Status
Success
Rocket
Mission Details
SSSat 1
The SSSat (Solarsail Subpayload Satellite, soraseiru sabupeiro-do) was an experimental 15-meter diameter solar sail, based on the experience of the earlier S-310-34 suborbital mission. The solar sail experiment was mounted on the third stage of the M-5 launch vehicle instead of ballast and was to deploy after the primary and piggyback satellites were jettisoned.
It was launched in February 2007 and was deployed from the stage at 2146 UTC but opened only incompletely.
CUTE 1.7
CUTE-1.7 (Cubical TITech Engineering Satellite) is a follow-on CubeSat project to CUTE-1 (launch 30 June 2003 and operational as of 2005) developed mainly by students of LSS (Laboratory for Space Systems) at the Tokyo Institute of Technology, Tokyo, Japan.

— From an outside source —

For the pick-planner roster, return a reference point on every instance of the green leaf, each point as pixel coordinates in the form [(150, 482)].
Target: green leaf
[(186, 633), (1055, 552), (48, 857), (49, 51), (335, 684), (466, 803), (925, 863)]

The double-cube satellite configuration conforms to the CubeSat standard in size (10 cm × 10 cm × 20 cm). The spacecraft design makes use of the so-called "SatelliteCore" concept, containing a functionally integrated bus system (for reuse on other systems). The SatelliteCore provides electrical power (3.3 V, 5 V, and unregulated) and USB (Universal Serial Bus) connection functions. This new SatelliteCore container is based on the CubeSat standard. The new SatelliteCore concept is intended to optimize the cost and time of repetitive chores. However, the combination of the SatelliteCore container plus a mission/instrument container requires at least a double cube implementation for a mission.
The satellite was successfully deployed in orbit, but no signals were received.
Akari
ASTRO-F, also called Akari, originally named IRIS (InfraRed Imaging Surveyor), is a 70 cm cooled telescope. It has a much more powerful capability for survey work than the IRAS, owing to the advanced technologies now available.